Le passage de l'un à l'autre est souffrant, c'est naître à quelque chose de nouveau en laissant derrière nous notre sécurité, nos amis, des habitudes construites sur plusieurs années ou décennies. Le changement est brutal presque trop grand, surtout pour les enfants. Ils ont beaucoup de deuils à faire. Mais l'accueil de toute l'équipe de l'IER, la maison préparée pour nous jusque dans les moindres détails, la beauté du site de l'institut et la paix qui y règne est bienfaisante. Un petit paradis entouré de murs et de barbelés, où chacun se sent bien et où tout le monde travaille très fort.
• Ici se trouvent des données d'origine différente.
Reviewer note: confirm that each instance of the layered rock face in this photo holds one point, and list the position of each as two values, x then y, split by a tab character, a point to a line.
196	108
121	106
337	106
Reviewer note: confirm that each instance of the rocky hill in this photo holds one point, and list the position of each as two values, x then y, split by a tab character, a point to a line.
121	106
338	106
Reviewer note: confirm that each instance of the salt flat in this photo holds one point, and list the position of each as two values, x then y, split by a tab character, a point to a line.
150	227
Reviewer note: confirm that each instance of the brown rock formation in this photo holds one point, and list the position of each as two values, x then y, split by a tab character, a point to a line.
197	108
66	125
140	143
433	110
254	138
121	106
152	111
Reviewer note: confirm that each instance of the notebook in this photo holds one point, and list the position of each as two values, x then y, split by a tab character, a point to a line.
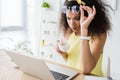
37	67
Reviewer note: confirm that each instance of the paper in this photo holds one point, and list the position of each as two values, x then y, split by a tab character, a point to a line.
95	78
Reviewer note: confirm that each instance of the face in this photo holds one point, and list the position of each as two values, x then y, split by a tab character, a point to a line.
73	20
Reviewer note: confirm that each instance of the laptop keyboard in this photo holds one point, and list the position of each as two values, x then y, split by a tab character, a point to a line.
59	76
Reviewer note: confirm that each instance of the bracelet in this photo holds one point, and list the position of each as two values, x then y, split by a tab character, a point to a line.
85	37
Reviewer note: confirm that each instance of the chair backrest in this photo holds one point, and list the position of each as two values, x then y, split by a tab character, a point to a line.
106	65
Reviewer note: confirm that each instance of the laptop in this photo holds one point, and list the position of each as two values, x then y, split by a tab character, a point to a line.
39	68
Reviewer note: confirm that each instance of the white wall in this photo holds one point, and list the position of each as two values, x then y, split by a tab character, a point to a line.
112	47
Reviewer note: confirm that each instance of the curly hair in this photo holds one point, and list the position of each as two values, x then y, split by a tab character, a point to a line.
100	23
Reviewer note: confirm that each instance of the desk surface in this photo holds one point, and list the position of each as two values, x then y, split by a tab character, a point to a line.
8	71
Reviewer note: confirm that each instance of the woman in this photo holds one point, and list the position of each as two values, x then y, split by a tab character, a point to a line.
85	25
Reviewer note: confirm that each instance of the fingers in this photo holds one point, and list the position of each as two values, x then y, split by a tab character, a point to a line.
90	11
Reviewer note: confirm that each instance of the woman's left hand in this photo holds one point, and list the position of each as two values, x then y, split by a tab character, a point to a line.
85	21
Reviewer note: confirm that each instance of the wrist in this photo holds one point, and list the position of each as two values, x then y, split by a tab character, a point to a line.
84	32
85	37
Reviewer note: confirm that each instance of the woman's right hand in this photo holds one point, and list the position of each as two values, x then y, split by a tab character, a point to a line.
57	47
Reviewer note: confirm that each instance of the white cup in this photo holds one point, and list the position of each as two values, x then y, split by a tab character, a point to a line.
63	46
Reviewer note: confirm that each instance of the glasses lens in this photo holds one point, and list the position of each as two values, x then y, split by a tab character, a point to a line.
64	9
75	9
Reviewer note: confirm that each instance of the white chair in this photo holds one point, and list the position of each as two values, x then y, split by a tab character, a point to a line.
106	66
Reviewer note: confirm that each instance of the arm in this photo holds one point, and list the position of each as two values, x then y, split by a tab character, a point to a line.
90	53
63	54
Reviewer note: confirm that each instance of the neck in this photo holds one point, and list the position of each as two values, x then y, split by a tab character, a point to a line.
77	33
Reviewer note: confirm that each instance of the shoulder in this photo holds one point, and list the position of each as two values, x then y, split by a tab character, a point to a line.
99	37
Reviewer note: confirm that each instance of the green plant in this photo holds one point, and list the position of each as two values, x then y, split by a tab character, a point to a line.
45	5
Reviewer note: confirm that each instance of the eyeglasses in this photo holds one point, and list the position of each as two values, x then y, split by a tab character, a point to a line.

C'était bien de rester une journée à l'intérieur de ces mûrs avant d'affronter la ville, ce que nous avons fait le deuxième jour. L'expédition en truffi où chacun s'assoit comme il peut est déjà une expérience, le trafic, la pollution, l'état des maisons est déstabilisante. Mais il est impressionnant de voir ces femmes vendre toutes sortes de choses un peu partout. Il y a des piles de nourritures impressionnantes, des couleurs et beaucoup de monde partout. Nous faisons un petit tour de ville avec Sr Murielle en finissant par le marché de la Cancha un vrai labyrinthe de petites boutiques. Nous retournons ensuite à l'IER où nous commençons à nous sentir chez nous. Des filles rient dans un coin, elles sont prêtes à jouer avec nous au basket. Premiers contacts d'une relation qui s'annonce bien. Nous goûtons aussi à la spécialité locale pour les fêtes une boisson au maïs bleu et à la cannelle avec des beignets plats. C'est très bon...nous leur offrons du sirop d'érable, premier partage culturel gastronomique, une expérience mystique comme le dit Sr Kani.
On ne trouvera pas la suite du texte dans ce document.